Sir Crispin Tickell GCMG KCVO 
Formerly: Director, Policy Foresight Programme, Oxford Martin School, University of Oxford (2006-10); Chancellor, University of Kent (1996-2006); Chairman, Climate Institute of Washington, DC (1990-2002); Member, British Government Task Force on Urban Regeneration (1998-99); Warden, Green College Oxford (1990-97); British Permanent Representative to the United Nations, New York (1987-90); Permanent Secretary, Overseas Development Administration (now DfID) (1984-87); British Ambassador to Mexico (1981-83). A Governor, The Ditchley Foundation.
Mr Tim Yeo 
Member of Parliament (Conservative) for Suffolk South (1983-2015); Chair, Energy and Climate Change Select Committee (2010-15); Chair, University of Sheffield Energy 2050 Industrial Advisory Board. Formerly: Chair, Environmental Audit Committee (2006-10); Minister of State for the Countryside and Environment.

USA
Mr Jason Bordoff 
Founding Director, Center on Global Energy Policy, and Professor of Professional Practice in International and Public Affairs, Columbia School of International and Public Affairs (2013-); Member, Council on Foreign Relations; Member, National Petroleum Council; Consultant to the National Intelligence Council; Board Member: New York Energy Forum and Association of Marshall Scholars.

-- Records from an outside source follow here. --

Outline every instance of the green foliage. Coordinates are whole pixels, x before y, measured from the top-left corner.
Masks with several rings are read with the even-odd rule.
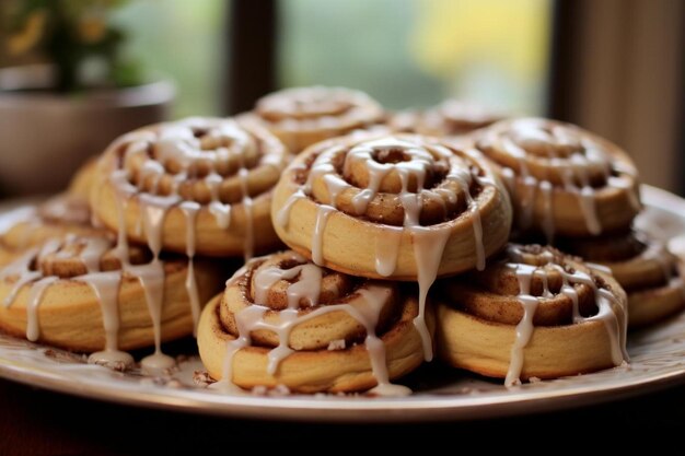
[[[109,21],[126,0],[14,0],[1,10],[8,54],[37,52],[55,66],[55,89],[74,92],[142,82],[138,62],[123,57],[126,32]]]

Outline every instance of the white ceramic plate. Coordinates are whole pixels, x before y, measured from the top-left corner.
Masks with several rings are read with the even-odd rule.
[[[647,210],[638,224],[670,239],[671,247],[685,255],[685,200],[652,187],[645,187],[642,196]],[[16,214],[0,214],[0,231]],[[183,351],[187,347],[191,342],[167,350]],[[179,355],[175,374],[150,378],[138,371],[120,374],[89,365],[81,355],[0,334],[0,376],[92,399],[233,417],[347,422],[501,417],[597,404],[685,383],[685,314],[631,334],[629,353],[631,363],[627,366],[510,389],[497,382],[428,365],[407,379],[416,393],[405,398],[231,396],[195,384],[195,372],[202,367],[194,355]]]

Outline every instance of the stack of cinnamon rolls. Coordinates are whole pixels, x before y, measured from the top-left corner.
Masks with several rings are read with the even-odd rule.
[[[290,89],[130,132],[7,230],[0,328],[115,369],[151,347],[152,372],[195,335],[225,390],[406,395],[433,359],[589,373],[685,306],[640,209],[629,157],[578,127]]]

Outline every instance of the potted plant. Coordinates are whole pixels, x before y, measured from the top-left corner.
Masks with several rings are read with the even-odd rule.
[[[0,2],[0,196],[55,191],[117,136],[166,118],[173,86],[124,57],[123,3]]]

Formerly: Special Assistant to the President and Senior Director for Energy and Climate Change, National Security Council.
Mr James Cameron 
Non-Executive Chairman, Climate Change Capital, London; Chairman, Overseas Development Institute; Infrastructure UK Advisory Council, HM Treasury; Ecomagination Board, GE; Advisor to Climate Bonds Initiative; Trustee, UK Green Building Council and the Carbon Disclosure Project; Commissioner, London Sustainable Development Commission. Formerly: Green Investment Bank Commission; UK Prime Minister's Business Advisory Group (2010-12); Counsel and Founder and Head of Climate Change and Clean Energy Practice, Baker & McKenzie.
Mr Jason Crabtree 
Chief Executive Officer, Rationem, Washington, DC; Co-Founder, Distributed Energy Management; Technology and Energy Entrepreneur. Formerly: Rhodes Scholar, University of Oxford; Captain, US Army (2008-14).
Mr Andrew Darrell 
Chief of Strategy, Energy and Finance, Environmental Defense Fund, New York. Formerly: Member, New York City Sustainability Advisory Board.

USA/GREECE
Ms Stella Thomas 
Founder and Managing Director, Global Water Fund, New York, Oxford, Zurich; Policy and Development Consultant on water and climate issues related to health, economic, ecological and social risks; Expert Advisor on human and national security, political and business risk, around water management and governance.

USA/UK
Mr Joel Kenrick
Consultant, The Boston Consulting Group. Formerly: Head of Public Affairs, WWF-UK (2012-13); Special Adviser to Secretary of State for Energy and Climate Change, UK Department of Energy and Climate Change (2010-12); Climate Change Policy Advisor, Nigeria Infrastructure Advisory Facility (2012) and Confederation of British Industry (2008-09).